Additionally, these irresponsible pictures often stand out to viewers. There 
are several distinct objects which oftentimes are found in such pictures. In 
particular, the red solo cup, beverage container of choice at many parties, 
has a memorable color and shape. A picture of a party can often be 
identified at a glance, simply because of the presence of red solo cups. 


This leaves the modern young adult in an unenviable position. They desire 
to keep and share memories with their friends, whilst not incriminating 
themselves to the unintended viewer scrolling through their photos. This is 
a large problem, but there is a solution. If the photos could be easily edited 
to appear “clean,” the young adult could upload them without fear. That is 
the intent of our project: Red Cup Replacement. 


High-Level Overview: 
High-Level Overview: 


The goal of our project was to write a function that allowed students to "fix" 
pictures before uploading them to Facebook. Due to the time constraints of 
the project, we decided to define "fix" as altering a picture so that if one 
casually glanced at it, they would not be able to tell that it had been 
changed. Below are two figures that demonstrate this casual glance test. 


Figure 1: 


Figure 2: 


It is visually obvious that Figure 1 has been "fixed" to produce Figure 2. 
Looking closely at Figure 2 alone, it is also blatant that many of the "fixed" 
objects look slightly strange and out of place. This imperfection is intended. 
Our goal was not to make the "fixed" picture look perfect, but to make it 
look passable if viewed briefly when scrolling through countless Facebook 
pictures. This way, if a student’s relative or future employer finds their 
Facebook page, they will not find any suspect pictures while scanning over 
the thousands of tagged photographs. In addition to this casual glance 
limitation, we also decided to only remove red cups from pictures. There 
are simply too many suspect items that college students can be holding 
these days, and identifying them all would be absolutely impossible. Thus 
we decided to only identify red solo cups as a “proof of concept.” This 
decision was made because red cups are fairly easy to identify with their red 
base and white top. 


The function we used to “fix” pictures can be broken down into two key 
processes: first we identify the red cups in the picture, and then we replace 
them with more appropriate items. 


Identification: 


We start the identification process using a process called template matching. 
First, we create a bank of template images that we wish to use to identify 
red solo cups. This image bank contains a variety of red solo cups with 


different backgrounds, angles, hands holding them, etc.
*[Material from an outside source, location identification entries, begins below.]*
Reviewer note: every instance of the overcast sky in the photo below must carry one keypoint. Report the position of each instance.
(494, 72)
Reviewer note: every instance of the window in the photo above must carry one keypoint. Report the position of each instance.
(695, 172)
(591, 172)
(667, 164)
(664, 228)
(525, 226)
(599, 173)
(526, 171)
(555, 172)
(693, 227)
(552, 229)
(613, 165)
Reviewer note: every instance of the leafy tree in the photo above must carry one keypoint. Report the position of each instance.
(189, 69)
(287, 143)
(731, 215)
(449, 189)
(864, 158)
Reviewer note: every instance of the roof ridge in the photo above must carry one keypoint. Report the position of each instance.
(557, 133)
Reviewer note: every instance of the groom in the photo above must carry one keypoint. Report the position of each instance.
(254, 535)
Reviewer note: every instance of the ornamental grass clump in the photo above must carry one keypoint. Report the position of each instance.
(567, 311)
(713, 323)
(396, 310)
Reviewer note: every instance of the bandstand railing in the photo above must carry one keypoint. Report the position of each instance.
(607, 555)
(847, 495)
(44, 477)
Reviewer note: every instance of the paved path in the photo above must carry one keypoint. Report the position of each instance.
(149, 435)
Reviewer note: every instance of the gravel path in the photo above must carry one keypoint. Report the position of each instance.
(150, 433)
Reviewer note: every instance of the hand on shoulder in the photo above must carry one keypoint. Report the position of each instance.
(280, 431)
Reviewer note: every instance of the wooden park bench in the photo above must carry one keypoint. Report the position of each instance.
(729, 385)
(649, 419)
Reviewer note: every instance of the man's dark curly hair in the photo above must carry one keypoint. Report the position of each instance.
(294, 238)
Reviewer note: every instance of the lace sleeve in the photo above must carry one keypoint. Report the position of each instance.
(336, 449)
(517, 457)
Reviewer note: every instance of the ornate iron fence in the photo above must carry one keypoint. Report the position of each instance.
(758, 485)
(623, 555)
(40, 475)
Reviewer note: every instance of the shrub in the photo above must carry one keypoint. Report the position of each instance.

The reason for such 
a broad range of templates will be explained later in this module. Then, one 
by one, we use each template image to identify red solo cups in the target 
image. This is done by shifting the template across the target image, and 
computing the sum of products at each position. This sum of products, 
otherwise known as the cross-correlation, between the template and the 
selected portion of the target image represents how closely the template and 
the selected portion match. This process is shown in Figure 3. 


Figure 3: 


If the calculated correlation is above a certain threshold, we save the 
location and size of the template and identify this position as a red solo cup. 
This process is shown is Figure 4. Once a template image has been shifted 
across all possible positions in the target image, the size of the target image 
is reduced and the shifting starts over. This re-scaling method is repeated 
until the template is the same size of the target image. The reason for re- 
sizing will be discussed later in this module. 


Figure 4: 


High-Level Overview (Part 2) 


Replacement 

Once all of the cups have been identified the replacement process begins by 
breaking up the area surrounding each cup into small boxes and examining 
each one individually. We then cycle through a bank of re-sized possible 
replacement images, breaking the corresponding area into the same sized 
chunks. We calculate the cross correlation between each box, giving us an 
idea as to how well the replacement image matches the area surrounding the 
cup in the actual picture. In order for the final product to look cohesive, the 
replacement image needs to “fit” the area surrounding the hole left by the 
cup. The correlation between the cup itself and the object in the 
replacement image are inconsequential because the object will completely 
replace the cup after the replacement. Thus, only the correlation of the 
surrounding areas determine the selection of our replacement image. 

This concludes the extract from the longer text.